Il y a là de beaux monuments . 8000 ans d’histoire !
Gérard
18 janvier 2016 @ 09:34
Encore un très bel article, original et très bien illustré. Merci cher Patrick.
Ami des Bataves
18 janvier 2016 @ 09:44
Merci à Patrick Germain pour cet article très intéressant et qui va instruire bon nombre de lecteurs, dont je fais partie.
Jean Pierre
18 janvier 2016 @ 09:58
Merci Cosmo, j’ai aimé la description de Strabon.
Philibert
18 janvier 2016 @ 22:56
J’ai l’impression que la définition de Strabon a inspiré les auteurs d’Astérix en Corse…
Cosmo
19 janvier 2016 @ 18:26
Philibert,
La lecture d’Astérix en Corse est indispensable pour… comprendre le phénomène corse…et rire beaucoup.

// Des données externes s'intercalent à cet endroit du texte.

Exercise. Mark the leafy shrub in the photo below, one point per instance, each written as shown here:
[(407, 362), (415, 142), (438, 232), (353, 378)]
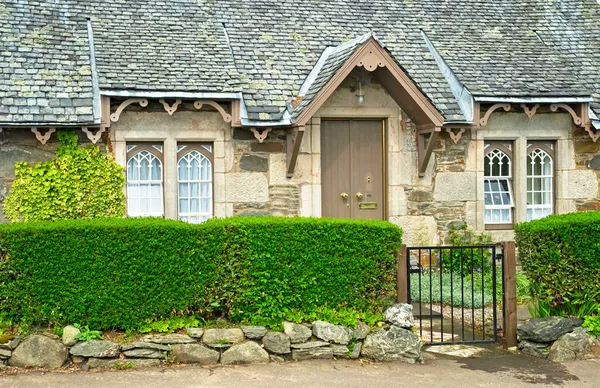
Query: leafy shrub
[(80, 182), (561, 256), (136, 273)]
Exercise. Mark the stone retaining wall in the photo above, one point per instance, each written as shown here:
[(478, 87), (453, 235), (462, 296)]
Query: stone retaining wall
[(240, 345)]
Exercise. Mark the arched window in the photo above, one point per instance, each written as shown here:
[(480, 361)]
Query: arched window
[(498, 197), (194, 178), (540, 185), (144, 180)]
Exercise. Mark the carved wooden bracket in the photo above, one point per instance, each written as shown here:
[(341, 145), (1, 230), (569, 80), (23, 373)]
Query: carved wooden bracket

Les Corses ont apprécié, je crois, car Uderzo et Gosciny font certes preuve d’humour mais aussi de beaucoup de tendresse.
Cordialement
Cosmo
Baronne Manno
18 janvier 2016 @ 12:31
Merci cher Patrick pour ce très bel article, qui remet en perspective l’histoire mouvementée de la Corse. J’attends avec impatience la suite.
Pierre-Yves
18 janvier 2016 @ 13:14
Très intéressant et très instructif. Merci à Patrick Germain de ce travail.

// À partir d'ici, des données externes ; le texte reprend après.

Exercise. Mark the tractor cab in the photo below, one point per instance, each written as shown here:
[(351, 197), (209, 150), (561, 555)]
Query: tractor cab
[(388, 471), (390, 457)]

Et bravo à cette science du découpage du récit pareil aux bonnes séries télévisées. C’est juste au moment où quelque chose d’important se trame qu’on clôt l’épisode et qu’on contraint le spectateur à patienter pour avoir la suite …
Claude-Patricia
18 janvier 2016 @ 13:38
Bonjour à tous!
Merci beaucoup cher Patrick pour cet article!! Chaque région de notre pays a un passé riche qu’il n’est pas négligeable de se remémorer. Dans mon métier de guide, je pars effectivement des racines les plus profondes pour aboutir au monde actuel (enfin, si j’ai le temps). Le Temps et l’Histoire des Hommes est passionnante.
Ils s’entremêlent à l’infini pour construire le puzzle du monde. A notre époque, nous pouvons avoir un regard global sur le passé, nous construisons le temps présent et préparons le futur.
septentrion
18 janvier 2016 @ 13:44
Bonjour,
Merci pour cet article que je lirai avec grand plaisir pendant le week-end.
Merveilleuse Ile de Beauté, où j’ai tant de beaux souvenirs de vacances.
Ce matin, alors qu’il a rendez-vous avec Manuel Valls en fin d’après-midi ce lundi, Jean Guy Talamoni a déclaré « La France est un pays ami », cela quelques semaines après son discours d’investiture en langue corse.
A propos d’un des plus illustres natifs de la Corse, je viens d’offrir à mon neveu (8 ans) les deux premiers tomes de la B.D. » Napoléon » parus chez Glénat, dans la série « Ils ont fait l’Histoire ». Jean Tulard en est le conseiller historique. .
Philippe Gain d'Enquin
18 janvier 2016 @ 14:19
Cher Patrick, grand merci à vous pour cette passionnante participation pour qui – comme moi – ne connait pas notre région de Corse. Loin des polémiques, vous nous promenez dans l’une des plus intéressantes histoires méditerranéennes avec Chypre et Malte. Bravo. Amicalement vôtre, Philippe.
Philippe Gain d'Enquin
18 janvier 2016 @ 14:21
Sicile et Sardaigne, manquaient à mon énumération…
Berthold
18 janvier 2016 @ 22:58
Merci Patrick pour cette belle documentation sur cette île que je me ferais un plaisir de découvrir un jour, car magnifique.
JB.
Robespierre
21 janvier 2016 @ 13:55
Cette introduction à l’histoire de la Corse est utile car personne ne connait l’histoire de cette île, et surtout au début de notre ère. J’ai appris pas mal de choses.